Letzte Nacht haben wir ja direkt in der City in einem Hinterhof geschlafen und bei der Wetter App hat er immer angezeigt,  dass wir in Sektor 4 sind.  Hat irgendwie an die Tribute von Panem erinnert… Wir haben es in der Nacht irgendwie geschafft,  das Womo von 42 auf 22 Grad herunter zu kühlen und die Augen zu zu bekommen.  Wenn man überlegt,  dass wir nur genau eine Häuserzeile hinter dem gestrigen Spektakel stehen,  war es doch sehr ruhig.  Am lautesten waren unsere Ventilatoren im Dach, aber ohne die wären wir erstickt… Da wir ja keinen externen Strom hatten,  sondern nur unsere Batterie,  waren wir heute morgen erstaunt,  dass sie trotz Ventilatoren die ganze Nacht noch zur Hälfte voll war.  Nach dem Frühstück haben wir die Stadt verlassen und sind in Richtung der Berge gefahren.  Noch so ein heißen Tag in der Stadt wäre heftig geworden. Da Bukarest die 6.  größte Stadt in Europa ist,  ging es noch einige Kilometer durch die Stadt bevor wir wieder auf die Autobahn gekommen sind. 

Durch weiter flaches Land ging es gen Westen.  An einer Autobahnraststätte sind wir unser Abwasser los geworden und es war heftig,  bei über 30 Grad auszusteigen.  Je näher wir den Bergen gekommen sind,  umso mehr hat sich der Himmel verdunkelt,  aber es wurde auch wieder erträglicher von den Temperaturen. Unser nächstes Ziel ist die Passstraße Transfaragasan.  Da heute aber noch Feiertag ist,  haben wir beschlossen,  auf einem Campingplatz unterhalb der Straße heute mal die Zeit zum Putzen und Chillen zu nutzen. Wir haben kurz vor Ankunft noch getankt und eingekauft.

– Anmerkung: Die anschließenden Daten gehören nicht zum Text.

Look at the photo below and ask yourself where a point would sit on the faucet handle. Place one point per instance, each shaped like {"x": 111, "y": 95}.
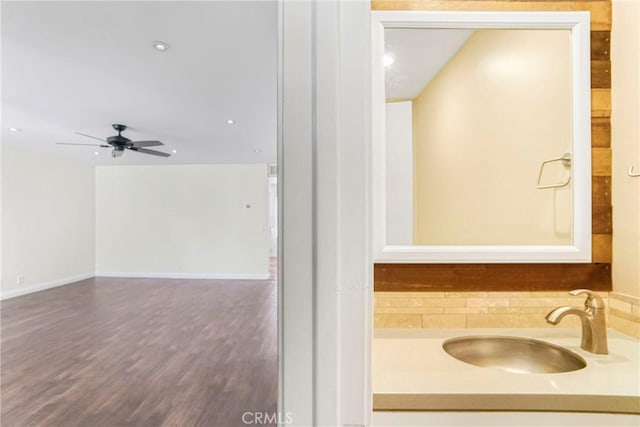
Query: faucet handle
{"x": 593, "y": 300}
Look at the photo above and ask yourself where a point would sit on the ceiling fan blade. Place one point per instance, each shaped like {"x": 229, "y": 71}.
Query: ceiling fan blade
{"x": 89, "y": 136}
{"x": 91, "y": 145}
{"x": 153, "y": 152}
{"x": 146, "y": 143}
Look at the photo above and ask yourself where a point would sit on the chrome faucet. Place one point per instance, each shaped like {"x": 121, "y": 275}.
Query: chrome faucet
{"x": 594, "y": 328}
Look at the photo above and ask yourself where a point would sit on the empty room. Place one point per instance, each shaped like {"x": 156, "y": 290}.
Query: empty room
{"x": 139, "y": 213}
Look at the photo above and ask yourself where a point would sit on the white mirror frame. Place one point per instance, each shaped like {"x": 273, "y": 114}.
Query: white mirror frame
{"x": 580, "y": 250}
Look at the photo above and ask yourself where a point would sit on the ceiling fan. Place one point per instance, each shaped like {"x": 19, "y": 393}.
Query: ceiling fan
{"x": 120, "y": 143}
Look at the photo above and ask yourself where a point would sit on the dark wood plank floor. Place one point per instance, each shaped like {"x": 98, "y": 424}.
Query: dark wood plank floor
{"x": 139, "y": 352}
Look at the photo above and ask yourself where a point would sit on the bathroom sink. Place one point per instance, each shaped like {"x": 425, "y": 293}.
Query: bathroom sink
{"x": 513, "y": 354}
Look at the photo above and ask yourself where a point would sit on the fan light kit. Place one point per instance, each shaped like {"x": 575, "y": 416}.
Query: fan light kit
{"x": 119, "y": 143}
{"x": 160, "y": 46}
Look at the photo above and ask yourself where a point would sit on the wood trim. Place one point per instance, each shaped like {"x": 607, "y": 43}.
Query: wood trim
{"x": 600, "y": 45}
{"x": 600, "y": 191}
{"x": 601, "y": 161}
{"x": 490, "y": 277}
{"x": 600, "y": 102}
{"x": 601, "y": 248}
{"x": 600, "y": 9}
{"x": 601, "y": 219}
{"x": 601, "y": 74}
{"x": 600, "y": 132}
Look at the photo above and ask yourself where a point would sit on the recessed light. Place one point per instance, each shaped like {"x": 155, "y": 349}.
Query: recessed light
{"x": 160, "y": 46}
{"x": 388, "y": 59}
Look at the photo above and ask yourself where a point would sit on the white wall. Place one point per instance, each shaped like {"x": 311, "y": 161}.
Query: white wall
{"x": 625, "y": 135}
{"x": 47, "y": 221}
{"x": 399, "y": 173}
{"x": 182, "y": 221}
{"x": 479, "y": 147}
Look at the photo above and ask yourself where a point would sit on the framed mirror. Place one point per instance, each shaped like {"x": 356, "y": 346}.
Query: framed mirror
{"x": 481, "y": 133}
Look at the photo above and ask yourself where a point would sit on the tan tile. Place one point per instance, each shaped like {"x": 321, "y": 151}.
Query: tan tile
{"x": 514, "y": 321}
{"x": 443, "y": 321}
{"x": 399, "y": 302}
{"x": 488, "y": 302}
{"x": 445, "y": 302}
{"x": 625, "y": 297}
{"x": 625, "y": 326}
{"x": 542, "y": 311}
{"x": 544, "y": 302}
{"x": 408, "y": 310}
{"x": 550, "y": 294}
{"x": 518, "y": 294}
{"x": 620, "y": 305}
{"x": 397, "y": 321}
{"x": 465, "y": 310}
{"x": 466, "y": 294}
{"x": 623, "y": 315}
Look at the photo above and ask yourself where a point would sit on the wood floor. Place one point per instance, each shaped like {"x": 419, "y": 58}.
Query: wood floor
{"x": 140, "y": 352}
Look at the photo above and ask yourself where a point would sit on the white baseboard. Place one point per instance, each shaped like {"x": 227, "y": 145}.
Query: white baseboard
{"x": 225, "y": 276}
{"x": 45, "y": 285}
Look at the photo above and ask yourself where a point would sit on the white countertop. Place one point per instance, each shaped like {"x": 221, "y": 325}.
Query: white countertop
{"x": 410, "y": 368}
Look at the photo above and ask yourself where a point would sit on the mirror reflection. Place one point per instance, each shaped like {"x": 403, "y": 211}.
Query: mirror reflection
{"x": 478, "y": 136}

Als wir angekommen sind,  waren es nur noch 25 Grad und es ging ein angenehmes Lüftchen.  Wir haben Wäsche gewaschen,  dass Womo mal wieder gesäubert und lecker gegrillt.  Und morgen früh starten wir auf die Passstraße.

2025 Osteuropa · Bulgarien · Rumänien

Bukarest

Heute früh haben wir einen kleinen Abstecher nach Bulgarien gemacht. Einmal,  um günstiger zu Tanken und um mal in dem Land gewesen zu sein.  Von Rumänien nach Bulgarien hat sich keiner für uns interessiert.  Wir haben für 1,20 Euro getankt,  waren nochmal kurz am Meer und wollten dann zurück. 

Und da wurden wir angehalten,  unsere Ausweise und Fahrzeugpapiere wurden verlangt und geprüft. Nach wenigen Minuten kam der Beamte zurück,  gab uns unsere Papiere und hat “ Auf Wiedersehen“ auf Deutsch gesagt. 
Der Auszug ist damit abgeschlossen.